なお、液量調節工程の開始は、塗布膜形成工程の完了後であってもよいし、塗布膜形成工程により液滴された膜形成領域Sが形成された後すぐに開始してもよい。
次に、ステップS3により、基板Wの排出が行われる。具体的には、上記塗布膜形成工程、液量調節工程によりすべての膜形成領域Sに塗布膜Cが形成されると、ロボットハンド等によりステージ10に載置された基板Wが排出され、基板Wは後工程である乾燥装置に搬送される。
このように、上記実施形態における塗布膜C形成方法、及び、インクジェット塗布装置によれば、塗布膜形成工程により各画素に液滴dmを行って塗布膜Cを形成した後、液量調節工程により、各画素内の塗布液の液量が調節されるため、各画素に供給される塗布液の液量を均一にすることができる。具体的には、塗布膜形成工程により液滴dmを行った後、液量が最も多い液量が吐出される画素内の液量に合わせるように、液量調節工程において不足分の液滴dsが補充されるため、すべての画素の液量を均一に調節することができる。したがって、従来のように、各ノズル31a、41a毎にピエゾ駆動電圧を制御して液滴量を調節し、各ノズルから吐出される液滴量を精度よく設定できる高価なヘッドユニットを用いなくても、塗布膜形成工程後の液量調節工程において膜形成領域Sの液量を精度よく調節し、膜形成領域Sに形成される塗布膜Cを均一にすることができる。
また、上記実施形態では、塗布膜形成工程で膜形成領域Sに供給された液量が最も多い液量に各膜形成領域Sの液量が調節される例について説明したが、各膜形成領域Sの液量が、予め設定された液量に調節されるものであってもよい。すなわち、塗布膜形成工程において、膜形成領域Sに通常液滴ノズル31aにより、29.8(pl)、29.5(pl)、29.2(pl)のように、各膜形成領域Sに設定された30(pl)に満たない液量が供給された場合、液量調節工程において、微少液滴ノズル41aにより、それぞれ0.2(pl)、0.5(pl)、0.8(pl)の液滴を吐出して設定された液量30(pl)に調節されるものであってもよい。すなわち、膜形成領域Sに設定された液量、もしくは、塗布膜形成工程で各膜形成領域Sに供給される液量の最も多い液量のうち、多い方の液量に合わせるように調節されれば、各膜形成領域Sに供給される液量を均一にすることができる。

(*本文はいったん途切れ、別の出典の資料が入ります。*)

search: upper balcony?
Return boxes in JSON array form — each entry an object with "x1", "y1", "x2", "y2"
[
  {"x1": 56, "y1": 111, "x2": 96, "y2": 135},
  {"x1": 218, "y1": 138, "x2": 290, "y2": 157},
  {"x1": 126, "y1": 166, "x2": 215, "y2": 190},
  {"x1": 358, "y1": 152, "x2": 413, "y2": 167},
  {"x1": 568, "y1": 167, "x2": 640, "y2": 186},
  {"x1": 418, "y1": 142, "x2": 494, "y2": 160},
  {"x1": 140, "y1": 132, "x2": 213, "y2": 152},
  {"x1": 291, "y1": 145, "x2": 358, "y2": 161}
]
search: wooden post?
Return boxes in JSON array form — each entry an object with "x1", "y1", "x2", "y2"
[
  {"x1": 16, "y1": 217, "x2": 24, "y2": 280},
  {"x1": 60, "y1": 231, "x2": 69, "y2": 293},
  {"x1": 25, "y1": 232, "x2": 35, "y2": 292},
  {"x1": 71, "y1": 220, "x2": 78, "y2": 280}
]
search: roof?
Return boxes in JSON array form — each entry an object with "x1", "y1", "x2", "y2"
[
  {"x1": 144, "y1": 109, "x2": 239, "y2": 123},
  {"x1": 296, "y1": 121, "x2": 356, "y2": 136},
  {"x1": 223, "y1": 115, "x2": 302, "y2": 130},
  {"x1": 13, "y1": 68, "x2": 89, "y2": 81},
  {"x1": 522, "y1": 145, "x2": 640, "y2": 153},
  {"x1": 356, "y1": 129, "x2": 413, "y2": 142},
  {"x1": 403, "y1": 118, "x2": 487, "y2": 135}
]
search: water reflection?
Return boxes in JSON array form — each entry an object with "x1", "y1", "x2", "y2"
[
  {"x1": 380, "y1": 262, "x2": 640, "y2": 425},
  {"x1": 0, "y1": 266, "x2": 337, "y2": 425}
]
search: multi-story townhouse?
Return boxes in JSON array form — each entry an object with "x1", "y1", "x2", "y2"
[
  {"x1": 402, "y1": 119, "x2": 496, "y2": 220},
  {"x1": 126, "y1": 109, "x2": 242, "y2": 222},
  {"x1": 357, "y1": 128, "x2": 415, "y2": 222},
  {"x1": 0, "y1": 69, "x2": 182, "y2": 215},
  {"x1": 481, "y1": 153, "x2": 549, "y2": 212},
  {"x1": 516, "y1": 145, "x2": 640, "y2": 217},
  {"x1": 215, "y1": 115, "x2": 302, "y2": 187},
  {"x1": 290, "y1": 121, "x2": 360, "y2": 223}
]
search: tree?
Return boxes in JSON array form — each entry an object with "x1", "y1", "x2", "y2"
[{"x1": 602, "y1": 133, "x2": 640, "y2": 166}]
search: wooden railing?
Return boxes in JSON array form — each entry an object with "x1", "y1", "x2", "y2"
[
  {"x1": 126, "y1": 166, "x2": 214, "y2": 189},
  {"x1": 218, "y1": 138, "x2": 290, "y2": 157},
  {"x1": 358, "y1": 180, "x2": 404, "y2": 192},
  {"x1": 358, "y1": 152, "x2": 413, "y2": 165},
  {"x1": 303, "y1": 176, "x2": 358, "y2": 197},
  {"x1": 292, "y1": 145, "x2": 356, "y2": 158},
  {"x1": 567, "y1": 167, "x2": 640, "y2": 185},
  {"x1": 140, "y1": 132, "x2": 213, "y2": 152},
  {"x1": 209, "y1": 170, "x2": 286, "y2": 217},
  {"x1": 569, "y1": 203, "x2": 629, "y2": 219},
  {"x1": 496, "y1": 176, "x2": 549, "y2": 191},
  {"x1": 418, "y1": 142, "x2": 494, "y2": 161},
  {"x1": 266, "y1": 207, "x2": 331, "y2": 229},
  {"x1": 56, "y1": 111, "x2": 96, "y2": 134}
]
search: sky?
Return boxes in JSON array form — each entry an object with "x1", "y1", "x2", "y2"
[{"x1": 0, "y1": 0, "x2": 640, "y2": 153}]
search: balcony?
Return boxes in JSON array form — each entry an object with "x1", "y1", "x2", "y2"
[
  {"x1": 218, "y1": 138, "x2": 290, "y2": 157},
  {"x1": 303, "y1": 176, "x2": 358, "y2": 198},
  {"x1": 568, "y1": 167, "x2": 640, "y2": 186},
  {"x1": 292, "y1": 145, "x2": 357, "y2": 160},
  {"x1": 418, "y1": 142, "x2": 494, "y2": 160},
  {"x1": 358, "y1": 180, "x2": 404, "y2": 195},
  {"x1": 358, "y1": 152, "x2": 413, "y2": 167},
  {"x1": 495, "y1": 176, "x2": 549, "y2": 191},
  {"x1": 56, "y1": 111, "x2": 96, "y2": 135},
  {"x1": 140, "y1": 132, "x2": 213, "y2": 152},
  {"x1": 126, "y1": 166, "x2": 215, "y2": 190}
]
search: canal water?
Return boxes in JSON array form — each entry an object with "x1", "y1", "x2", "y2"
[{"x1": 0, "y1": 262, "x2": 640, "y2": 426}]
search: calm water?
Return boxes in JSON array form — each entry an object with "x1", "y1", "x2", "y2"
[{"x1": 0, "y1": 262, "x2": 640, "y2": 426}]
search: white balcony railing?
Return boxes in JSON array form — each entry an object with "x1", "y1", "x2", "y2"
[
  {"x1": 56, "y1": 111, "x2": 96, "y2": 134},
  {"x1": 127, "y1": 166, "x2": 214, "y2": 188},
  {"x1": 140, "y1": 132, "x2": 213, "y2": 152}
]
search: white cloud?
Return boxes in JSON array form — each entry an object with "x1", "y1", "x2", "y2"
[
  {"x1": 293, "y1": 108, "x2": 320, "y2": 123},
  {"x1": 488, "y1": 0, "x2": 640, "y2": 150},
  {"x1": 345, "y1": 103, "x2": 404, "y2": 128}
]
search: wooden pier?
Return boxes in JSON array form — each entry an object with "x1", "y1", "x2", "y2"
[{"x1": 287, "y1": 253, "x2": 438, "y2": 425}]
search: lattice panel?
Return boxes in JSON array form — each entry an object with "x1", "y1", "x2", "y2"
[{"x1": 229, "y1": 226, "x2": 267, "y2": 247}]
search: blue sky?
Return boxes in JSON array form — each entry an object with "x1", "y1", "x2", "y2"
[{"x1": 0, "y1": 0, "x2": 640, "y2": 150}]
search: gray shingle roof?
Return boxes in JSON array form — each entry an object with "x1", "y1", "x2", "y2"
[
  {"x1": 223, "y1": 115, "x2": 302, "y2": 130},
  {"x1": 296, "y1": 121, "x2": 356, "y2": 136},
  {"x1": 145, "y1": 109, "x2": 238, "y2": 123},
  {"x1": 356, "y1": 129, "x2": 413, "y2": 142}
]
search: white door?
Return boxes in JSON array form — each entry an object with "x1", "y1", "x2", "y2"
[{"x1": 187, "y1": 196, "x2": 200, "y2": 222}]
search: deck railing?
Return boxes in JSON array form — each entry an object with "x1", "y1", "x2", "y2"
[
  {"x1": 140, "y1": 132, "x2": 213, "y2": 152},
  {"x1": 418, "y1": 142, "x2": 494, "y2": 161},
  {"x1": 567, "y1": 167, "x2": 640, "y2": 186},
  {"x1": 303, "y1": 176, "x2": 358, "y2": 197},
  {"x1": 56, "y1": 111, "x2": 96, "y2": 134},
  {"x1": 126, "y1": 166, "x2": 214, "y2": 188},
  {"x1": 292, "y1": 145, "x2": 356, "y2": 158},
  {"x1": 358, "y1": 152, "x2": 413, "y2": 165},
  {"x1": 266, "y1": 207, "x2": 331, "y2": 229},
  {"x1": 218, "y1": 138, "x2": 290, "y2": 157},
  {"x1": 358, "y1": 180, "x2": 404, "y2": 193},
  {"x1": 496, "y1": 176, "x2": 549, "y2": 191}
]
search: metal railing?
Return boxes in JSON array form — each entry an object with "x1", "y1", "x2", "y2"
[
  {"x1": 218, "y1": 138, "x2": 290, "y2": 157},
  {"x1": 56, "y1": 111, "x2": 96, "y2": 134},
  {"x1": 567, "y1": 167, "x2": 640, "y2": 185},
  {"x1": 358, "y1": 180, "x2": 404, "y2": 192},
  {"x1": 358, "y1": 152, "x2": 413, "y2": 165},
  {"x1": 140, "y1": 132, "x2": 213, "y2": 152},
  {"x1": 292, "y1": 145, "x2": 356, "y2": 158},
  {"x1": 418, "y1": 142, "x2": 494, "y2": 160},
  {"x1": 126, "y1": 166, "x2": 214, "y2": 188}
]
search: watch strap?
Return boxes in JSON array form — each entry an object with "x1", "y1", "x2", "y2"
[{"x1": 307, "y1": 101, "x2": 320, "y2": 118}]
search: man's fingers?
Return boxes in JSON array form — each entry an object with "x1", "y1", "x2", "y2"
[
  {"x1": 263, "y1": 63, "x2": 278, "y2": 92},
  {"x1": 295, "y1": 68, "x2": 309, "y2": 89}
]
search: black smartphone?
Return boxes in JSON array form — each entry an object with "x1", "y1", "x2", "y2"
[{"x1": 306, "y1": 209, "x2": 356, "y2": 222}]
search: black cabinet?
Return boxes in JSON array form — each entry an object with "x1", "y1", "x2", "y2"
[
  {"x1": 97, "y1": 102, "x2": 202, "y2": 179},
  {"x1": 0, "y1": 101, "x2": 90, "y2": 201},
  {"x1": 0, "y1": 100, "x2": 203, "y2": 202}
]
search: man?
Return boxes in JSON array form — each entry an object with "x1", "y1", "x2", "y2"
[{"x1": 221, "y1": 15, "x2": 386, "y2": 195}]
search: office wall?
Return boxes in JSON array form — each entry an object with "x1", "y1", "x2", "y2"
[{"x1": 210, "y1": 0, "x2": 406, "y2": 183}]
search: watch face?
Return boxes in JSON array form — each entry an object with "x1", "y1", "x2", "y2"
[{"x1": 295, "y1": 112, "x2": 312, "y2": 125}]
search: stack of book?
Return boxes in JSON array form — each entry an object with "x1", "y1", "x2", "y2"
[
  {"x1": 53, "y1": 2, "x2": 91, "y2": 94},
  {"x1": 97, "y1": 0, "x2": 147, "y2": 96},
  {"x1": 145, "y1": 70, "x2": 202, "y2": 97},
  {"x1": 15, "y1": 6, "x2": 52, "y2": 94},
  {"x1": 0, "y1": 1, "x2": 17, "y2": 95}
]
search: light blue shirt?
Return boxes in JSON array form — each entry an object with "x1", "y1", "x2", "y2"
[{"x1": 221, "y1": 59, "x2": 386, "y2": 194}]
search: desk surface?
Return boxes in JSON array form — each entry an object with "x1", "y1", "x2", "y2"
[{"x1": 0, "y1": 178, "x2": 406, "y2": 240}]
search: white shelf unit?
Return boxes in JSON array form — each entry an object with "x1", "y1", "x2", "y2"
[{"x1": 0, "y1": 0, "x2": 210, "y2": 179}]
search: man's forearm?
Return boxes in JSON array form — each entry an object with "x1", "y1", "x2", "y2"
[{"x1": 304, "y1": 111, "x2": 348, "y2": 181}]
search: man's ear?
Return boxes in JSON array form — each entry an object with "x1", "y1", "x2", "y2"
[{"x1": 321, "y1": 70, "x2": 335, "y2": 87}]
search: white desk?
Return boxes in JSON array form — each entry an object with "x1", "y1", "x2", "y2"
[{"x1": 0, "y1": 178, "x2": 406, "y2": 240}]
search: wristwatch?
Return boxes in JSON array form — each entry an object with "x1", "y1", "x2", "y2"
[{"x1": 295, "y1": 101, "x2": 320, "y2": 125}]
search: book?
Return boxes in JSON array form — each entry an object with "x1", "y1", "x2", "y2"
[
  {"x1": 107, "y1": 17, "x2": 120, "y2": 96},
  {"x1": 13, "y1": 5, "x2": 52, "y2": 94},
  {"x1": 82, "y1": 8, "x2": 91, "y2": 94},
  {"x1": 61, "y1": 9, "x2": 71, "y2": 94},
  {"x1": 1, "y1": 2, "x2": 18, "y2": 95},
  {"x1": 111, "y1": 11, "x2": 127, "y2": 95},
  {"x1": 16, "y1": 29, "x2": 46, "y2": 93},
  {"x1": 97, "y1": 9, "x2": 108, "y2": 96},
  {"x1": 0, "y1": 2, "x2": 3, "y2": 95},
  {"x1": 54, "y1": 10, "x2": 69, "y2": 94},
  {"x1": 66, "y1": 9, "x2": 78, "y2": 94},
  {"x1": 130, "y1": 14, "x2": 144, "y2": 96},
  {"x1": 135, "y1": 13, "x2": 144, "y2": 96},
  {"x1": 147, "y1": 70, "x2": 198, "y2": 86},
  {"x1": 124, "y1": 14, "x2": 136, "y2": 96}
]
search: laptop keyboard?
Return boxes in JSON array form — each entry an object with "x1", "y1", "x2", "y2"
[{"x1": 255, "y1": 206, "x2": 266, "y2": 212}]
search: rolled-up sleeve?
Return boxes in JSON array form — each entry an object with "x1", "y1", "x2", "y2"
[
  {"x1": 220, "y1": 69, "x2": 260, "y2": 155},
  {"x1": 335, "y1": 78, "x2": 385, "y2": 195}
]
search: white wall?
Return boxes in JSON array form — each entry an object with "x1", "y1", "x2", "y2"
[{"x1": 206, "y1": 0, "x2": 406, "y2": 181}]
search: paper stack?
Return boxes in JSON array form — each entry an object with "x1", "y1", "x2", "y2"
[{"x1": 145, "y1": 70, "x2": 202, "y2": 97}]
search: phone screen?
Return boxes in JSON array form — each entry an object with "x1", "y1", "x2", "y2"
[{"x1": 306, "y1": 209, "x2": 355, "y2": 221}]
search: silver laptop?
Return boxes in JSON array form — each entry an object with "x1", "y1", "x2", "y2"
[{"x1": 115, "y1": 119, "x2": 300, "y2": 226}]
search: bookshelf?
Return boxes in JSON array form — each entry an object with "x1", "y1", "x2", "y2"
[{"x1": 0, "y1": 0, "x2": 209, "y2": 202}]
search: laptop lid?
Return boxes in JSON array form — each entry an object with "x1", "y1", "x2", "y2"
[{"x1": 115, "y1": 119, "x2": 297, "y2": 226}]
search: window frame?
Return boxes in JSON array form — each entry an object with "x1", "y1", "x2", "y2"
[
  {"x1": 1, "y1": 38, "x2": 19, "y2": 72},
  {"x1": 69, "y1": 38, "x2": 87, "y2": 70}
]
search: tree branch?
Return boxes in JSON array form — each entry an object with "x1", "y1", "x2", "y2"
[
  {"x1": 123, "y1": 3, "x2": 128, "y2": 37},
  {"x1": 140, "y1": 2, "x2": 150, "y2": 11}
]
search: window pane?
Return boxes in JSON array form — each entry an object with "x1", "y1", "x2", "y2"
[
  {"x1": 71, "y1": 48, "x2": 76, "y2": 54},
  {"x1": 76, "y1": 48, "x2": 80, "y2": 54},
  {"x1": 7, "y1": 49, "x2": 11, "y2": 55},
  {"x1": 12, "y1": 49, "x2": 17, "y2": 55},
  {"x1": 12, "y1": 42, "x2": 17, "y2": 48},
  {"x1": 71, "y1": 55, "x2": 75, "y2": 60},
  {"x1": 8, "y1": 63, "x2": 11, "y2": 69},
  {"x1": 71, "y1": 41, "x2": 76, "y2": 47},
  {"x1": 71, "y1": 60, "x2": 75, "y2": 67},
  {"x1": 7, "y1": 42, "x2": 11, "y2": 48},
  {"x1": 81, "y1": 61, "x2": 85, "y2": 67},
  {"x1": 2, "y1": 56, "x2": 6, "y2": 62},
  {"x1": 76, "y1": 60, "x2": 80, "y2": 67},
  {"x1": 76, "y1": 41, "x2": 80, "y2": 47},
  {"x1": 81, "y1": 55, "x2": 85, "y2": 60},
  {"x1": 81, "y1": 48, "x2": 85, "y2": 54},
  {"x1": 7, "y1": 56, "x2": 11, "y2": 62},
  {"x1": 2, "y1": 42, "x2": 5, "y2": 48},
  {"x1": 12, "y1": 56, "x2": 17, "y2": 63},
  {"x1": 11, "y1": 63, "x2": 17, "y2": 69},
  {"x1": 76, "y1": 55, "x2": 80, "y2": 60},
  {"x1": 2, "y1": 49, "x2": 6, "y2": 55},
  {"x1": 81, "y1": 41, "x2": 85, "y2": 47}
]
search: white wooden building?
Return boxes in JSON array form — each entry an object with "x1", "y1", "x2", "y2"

また、上記実施形態では、通常液滴ノズル31aよりも微少粒径を吐出する微少液滴ノズル41aを有する例について説明したが、通常液滴ノズル31aからの液滴量を変更できる場合には、通常ノズル31aを有する第1ノズルユニットを塗布方向に2段設け、塗布方向前側に通常液滴量の通常液滴ノズル31aを有する第1ノズルユニット30を配置し、塗布方向後ろ側に吐出される液量を少量に設定した通常液滴ノズル31aを有する第1ノズルユニット30を設けるものであってもよい。
また、上記実施形態では、通常液滴ノズル31aよりも少量の液滴dを吐出して調節する例について説明したが、通常液滴ノズル31aの液滴量のバラツキによっては、通常液滴ノズル31aと同じ液滴量を吐出して調節するものであってもよい。例えば、比較的液滴量が多い通常液滴ノズル31aと比較的液滴量の少ない通常ノズル31aを組み合わせることにより膜形成領域Sに供給される液滴量を調節することができる。
また、上記実施形態では、第1ノズルユニット30の塗布方向後ろ側に第2ノズルユニット40が配置される例について説明したが、第1ノズルユニット30の塗布方向両側(前後両側)にそれぞれ第2ノズルユニット40が配置されるものであってもよい。このように配置することにより、塗布方向における往路、復路、いずれにおいても第1ノズルユニット30の通常液滴ノズル31aで吐出する塗布膜形成工程を行った後、すぐに第1ノズルユニット40の塗布方向後ろ側に位置する第2ノズルユニット40の微少液滴ノズル41aによる液量調節工程を行うことができる。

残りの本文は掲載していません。